Nov 02,2024
Ronan O'Gara has ruled himself out of the running for the vacant Munster head coach position.
The Corkman, widely regarded as one of the province's greatest ever players, won two Champions Cups with Munster but has set his sights on winning a third as a coach with French club La Rochelle - where he has been in charge for five years and is contracted to until 2027 - before moving into international rugby.
"The news on Graham's departure shocked me," O’Gara said in his Irish Examiner column about Graham Rowntree's surprise exit on Tuesday.
"Of course, the Munster elephant in the room is that the current instability has very little to do with who's coaching the team.
"There are financial and environmental issues that pre-date Graham Rowntree's time, and when you wash in some inter-personal stuff into that mix, it all has the feel of disarray.
"Whether you are in Auckland or Samoa, Mallow or Belfast, it's really sad to see what’s going in with Munster.
"In purely economic terms, a fact not lost on the departing head coach, Munster and Leinster has the feel (if not quite the look) of Cardiff City against Manchester City.
"The competitor in me demands that I try and win a Bouclier (Top 14 title) here and another Champions Cup with it. And I feel I have a better chance of doing that with La Rochelle than with Munster.
"The greatest days of my rugby life were in that Munster top but I'm not interested in the Munster head coach role. Not now and hardly in the future.
"Munster is in my heart but not my head now. Besides, I would hope my next coaching move is into the Test arena."
The former out-half tipped his ex-team-mates Mike Prendergast and Denis Leamy, currently Munster attack and defence coaches respectively, to step up.
"These are turbulent times, but the solution for their next head coach is already in the building with a combo of Mike Prendergast and Denis Leamy.
"Prendy has been on the road for 11 years, cultivating his rugby knowledge around France to get it to a level commensurate with the duties and role of a head coach. He knows rugby inside out, he knows Munster inside out, that's why it works.
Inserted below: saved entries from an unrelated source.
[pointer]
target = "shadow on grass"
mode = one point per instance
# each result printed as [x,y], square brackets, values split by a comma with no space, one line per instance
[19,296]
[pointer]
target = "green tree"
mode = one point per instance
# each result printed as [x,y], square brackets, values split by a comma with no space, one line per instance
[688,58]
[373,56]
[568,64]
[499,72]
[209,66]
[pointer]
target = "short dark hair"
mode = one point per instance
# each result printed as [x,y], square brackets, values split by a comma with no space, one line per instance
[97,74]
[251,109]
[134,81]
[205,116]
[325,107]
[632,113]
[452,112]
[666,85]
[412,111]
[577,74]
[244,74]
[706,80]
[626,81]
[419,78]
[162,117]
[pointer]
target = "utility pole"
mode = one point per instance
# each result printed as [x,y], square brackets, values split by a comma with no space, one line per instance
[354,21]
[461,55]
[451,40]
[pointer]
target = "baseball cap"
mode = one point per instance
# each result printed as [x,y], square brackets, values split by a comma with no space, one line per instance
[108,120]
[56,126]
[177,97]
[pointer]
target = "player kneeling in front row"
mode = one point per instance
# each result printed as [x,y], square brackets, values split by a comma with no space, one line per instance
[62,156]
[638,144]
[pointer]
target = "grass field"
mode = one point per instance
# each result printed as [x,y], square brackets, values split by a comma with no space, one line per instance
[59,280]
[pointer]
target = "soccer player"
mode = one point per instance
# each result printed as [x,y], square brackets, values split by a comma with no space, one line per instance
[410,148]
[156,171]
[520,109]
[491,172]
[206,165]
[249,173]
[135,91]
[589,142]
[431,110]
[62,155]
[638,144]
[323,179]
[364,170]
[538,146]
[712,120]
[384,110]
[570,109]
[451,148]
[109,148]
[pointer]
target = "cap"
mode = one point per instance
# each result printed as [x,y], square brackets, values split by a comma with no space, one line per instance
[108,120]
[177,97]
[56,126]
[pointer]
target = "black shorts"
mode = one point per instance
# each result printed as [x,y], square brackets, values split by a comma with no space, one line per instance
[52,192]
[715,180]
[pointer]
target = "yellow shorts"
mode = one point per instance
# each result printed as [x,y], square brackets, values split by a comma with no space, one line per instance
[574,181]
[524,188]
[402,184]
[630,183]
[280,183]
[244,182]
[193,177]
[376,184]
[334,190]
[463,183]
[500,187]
"Plus there is a possible add of someone else with gravitas and judgement, an elder lemon. But Prendy as the director of rugby. Munster will be better if Leamy and Prendergast are given more control. Felix Jones has been mentioned but is less experienced than Prendergast."
"I think he has been honest in terms of where Munster are" - Donal Lenihan
"It comes as no surprise to me that Ronan isn't throwing his hat into the ring," said Lenihan.
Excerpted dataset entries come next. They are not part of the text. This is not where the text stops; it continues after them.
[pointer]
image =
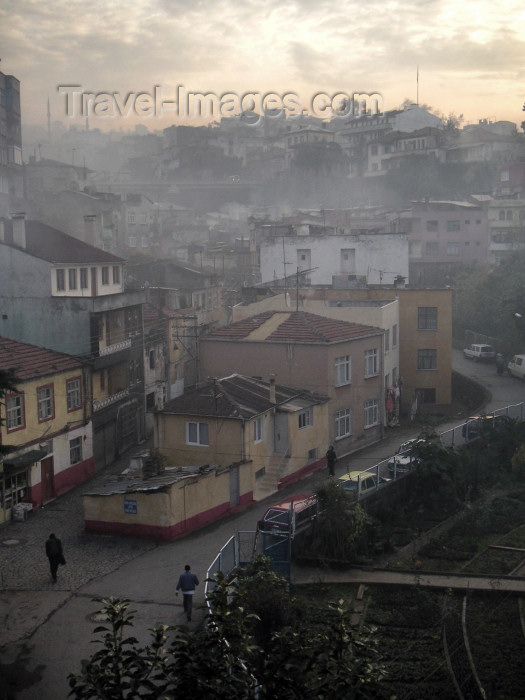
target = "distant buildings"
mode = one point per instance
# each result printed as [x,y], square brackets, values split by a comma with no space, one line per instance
[11,171]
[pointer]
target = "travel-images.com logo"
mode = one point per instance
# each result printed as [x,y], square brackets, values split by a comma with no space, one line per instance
[198,105]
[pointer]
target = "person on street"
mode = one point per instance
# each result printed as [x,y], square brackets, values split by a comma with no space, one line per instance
[331,459]
[187,582]
[55,555]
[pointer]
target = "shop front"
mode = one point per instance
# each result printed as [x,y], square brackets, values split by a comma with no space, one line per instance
[15,481]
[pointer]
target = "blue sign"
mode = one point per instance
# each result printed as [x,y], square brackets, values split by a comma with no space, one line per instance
[130,506]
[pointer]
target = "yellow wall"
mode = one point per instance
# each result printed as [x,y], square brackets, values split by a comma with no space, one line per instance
[33,430]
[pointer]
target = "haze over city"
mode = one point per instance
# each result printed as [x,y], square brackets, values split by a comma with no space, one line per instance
[457,58]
"His kids are in this school cycle. He has won two Champions Cups there, but they've never won the Bouclier de Brennus, which is the big one. They've been there or thereabouts, beaten in the final last year [2023] in the last second. So that's where he wants to be.
"I think he has been honest in terms of where Munster are. They have won the URC recently, but in Europe, they haven't been competitive for a long time."
Lenihan said that while he had heard some rumblings of discontent under Rowntree, he hadn't expected the Englishman's departure.
"The fans really got Graham Rowntree and he got them. There was a great synergy between them. He was old-school in so many ways, but you know, a lot of the Munster people like that. The problem was, coming through the Leicester Tigers school of hard knocks, if you like, internally within the group, that didn't always go down well.
"Certainly with some players, and even within the coaching group, there were suggestions that they needed to change the way things were done. So that tension has been there for a while. But that said, I certainly didn't see that announcement coming out of the blue on Tuesday."
Speaking yesterday, Ireland defence coach Simon Easterby, who takes over as interim head coach following the Autumn Nations Series, was asked if he had any ambitions to return to the club game.
Lenihan expects the choice of a new head coach to be between Prendergast and another former Munster man Jones, who is working remotely for the England national side after stepping down as defence coach in August.
"I think there are only two people in the running," said Lenihan. "One of those, Mike Prendergast, I think is well capable of doing the job and he's within the setup, understands the players extremely well and has been hugely instrumental in terms of the way Munster's game has developed, from an attacking perspective, since he came into the squad. I think that makes him favourite.
"The other candidate, in my view, should be Felix Jones. I think he should be interviewed. I think he's a brilliant young coach who has proved himself at various levels. There are two caveats thrown at him. One, Munster would have to pay an exit clause from the RFU because he is contracted to them till next August. And secondly, he hasn't been a head coach.
"But look, I think if he's good enough, I'm always reminding people that Joe Schmidt wasn't a head coach when Leinster plucked him from Clermont Auvergne, almost on the recommendation of Isa Nacewa, and, he didn't do too badly after that."